US bipartisan lawmakers have drafted a bill called the Network Act that would add Huawei to the Treasury Department’s Specially Designated Nationals list (the “OFAC SDN list“). The SDN list is a sanctions list and the impact of a listing could be very significant due to the financial restrictions imposed on banks which would in turn heavily restrict payments to and from Huawei. More information on the draft act is available here.  What does it mean for your business?  The bill is still only in draft and is not yet legally effective. We will continue to monitor and share updates as the situation evolves.

Making your Compliance Programme More Digital

With the challenges brought by COVID-19, many are reconsidering their ways of working and looking at digital solutions to adapt and future proof their new working environment. Below are some easy, practical and highly effective tools which could help you transform your compliance, legal or risk functions.

Artificial Intelligence Chatbots

Do you receive a large volume of emails asking where to find policy documents, for basic definitions or even which member of your team to contact for a particular query? Chatbot technology can help cut out these frequently asked questions to save your time to focus on the more difficult cases which could never be answered by a chatbot.

Chatbots work using an algorithm of matched questions and answers. This means that you can ‘teach’ your chatbot which answers should appear to your frequently asked questions.
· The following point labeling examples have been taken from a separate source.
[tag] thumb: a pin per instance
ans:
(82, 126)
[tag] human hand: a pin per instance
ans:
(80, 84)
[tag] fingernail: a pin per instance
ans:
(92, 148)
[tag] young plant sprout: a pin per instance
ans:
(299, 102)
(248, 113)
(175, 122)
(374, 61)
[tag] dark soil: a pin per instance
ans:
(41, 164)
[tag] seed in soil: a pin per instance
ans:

This also means you can ensure your chatbot answers ‘ask the experts’ when someone asks one of those complicated queries. The development of your team’s own chatbot can be a surprisingly straightforward process with a wide range of options available on the market.

Screening Tools

If you have not already purchased a screening tool, you may find it lifechanging. Amongst the numerous benefits of subscribing to a screening tool, the key advantages include:

  • Processing Large Volumes of Data in one go: If you have a significant volume of third parties, you know how much time you may be spending checking each company one by one. Uploading batches of data will drastically reduce your workload.
  • Screening while you sleep: Most screening providers offer the option to have automated renewed screening checks. This means once you have input your supplier in the system, the tool can automatically check on an ongoing basis for updates. This provides reassurance that your third-party risk has not changed without your knowledge.

Data Analytics

With both internal and external reporting requirements becoming increasingly more demanding, it can be a full-time job to create the perfect report. The digital solution is data analytics. Using technological advancements in big data and analytics, you can find yourself looking at an overview of key statistics, flagged outliers and comparative trends over time. Once you have an automated dashboard displaying your training numbers, screening alerts and licence applications you will never look back.
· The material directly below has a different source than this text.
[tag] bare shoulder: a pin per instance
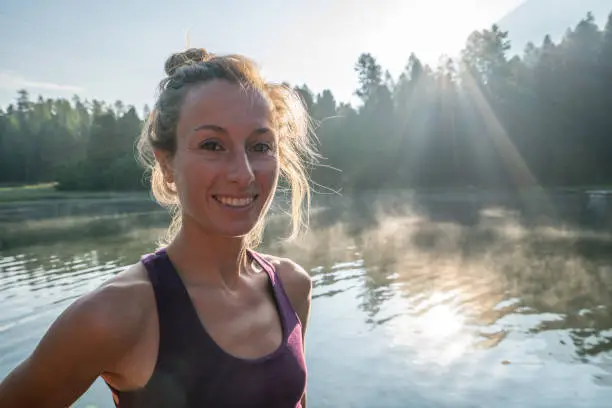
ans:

Is the Compliance Officer in danger of being replaced by a robot? The answer is no. However, it is definitely possible to improve productivity and efficiency by harnessing technology to save you both time and potentially long-term costs as well.  Still not convinced? Leveraging digital technology in the legal world can be challenging but the important thing is finding the tool that will work best in your organisation.
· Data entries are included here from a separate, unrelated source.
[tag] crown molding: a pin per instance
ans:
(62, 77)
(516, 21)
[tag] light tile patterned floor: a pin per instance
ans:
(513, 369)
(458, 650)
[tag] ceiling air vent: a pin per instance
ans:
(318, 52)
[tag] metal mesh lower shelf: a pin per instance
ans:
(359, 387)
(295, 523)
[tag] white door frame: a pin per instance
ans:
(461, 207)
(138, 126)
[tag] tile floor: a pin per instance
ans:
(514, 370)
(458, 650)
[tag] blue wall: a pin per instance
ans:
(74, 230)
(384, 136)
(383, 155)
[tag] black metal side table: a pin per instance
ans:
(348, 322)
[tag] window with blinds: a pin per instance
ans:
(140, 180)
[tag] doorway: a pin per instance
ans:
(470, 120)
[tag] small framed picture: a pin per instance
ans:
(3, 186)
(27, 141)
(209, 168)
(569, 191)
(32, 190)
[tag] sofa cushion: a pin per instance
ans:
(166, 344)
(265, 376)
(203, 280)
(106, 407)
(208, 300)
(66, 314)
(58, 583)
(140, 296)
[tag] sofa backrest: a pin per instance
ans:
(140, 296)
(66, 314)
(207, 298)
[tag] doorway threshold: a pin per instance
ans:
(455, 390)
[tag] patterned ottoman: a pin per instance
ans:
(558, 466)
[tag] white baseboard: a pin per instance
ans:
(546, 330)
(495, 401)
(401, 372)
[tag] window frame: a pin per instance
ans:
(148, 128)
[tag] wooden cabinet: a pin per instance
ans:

[1]           Lauren Murton (Global Trade Manager for Vodafone HQ, based in UK) is an international legal expert specialised in trade law, financial crime, litigation, commercial law, regulatory compliance and governmental policy.

[2]           Only products which are subject to the US Export Administration Regulations fall under US jurisdiction. De minimis refers to a minimum amount of US content required for a product to be considered subject to US jurisdiction. For the majority of telecommunication and electronic products to be used in most jurisdictions this threshold is 25%.

[3]           The Foreign Direct Product Rule states that if a US tool or technology is subject to a written requirement from the Bureau of Industry and Security and it produces a foreign product, that foreign product is also subject to US jurisdiction.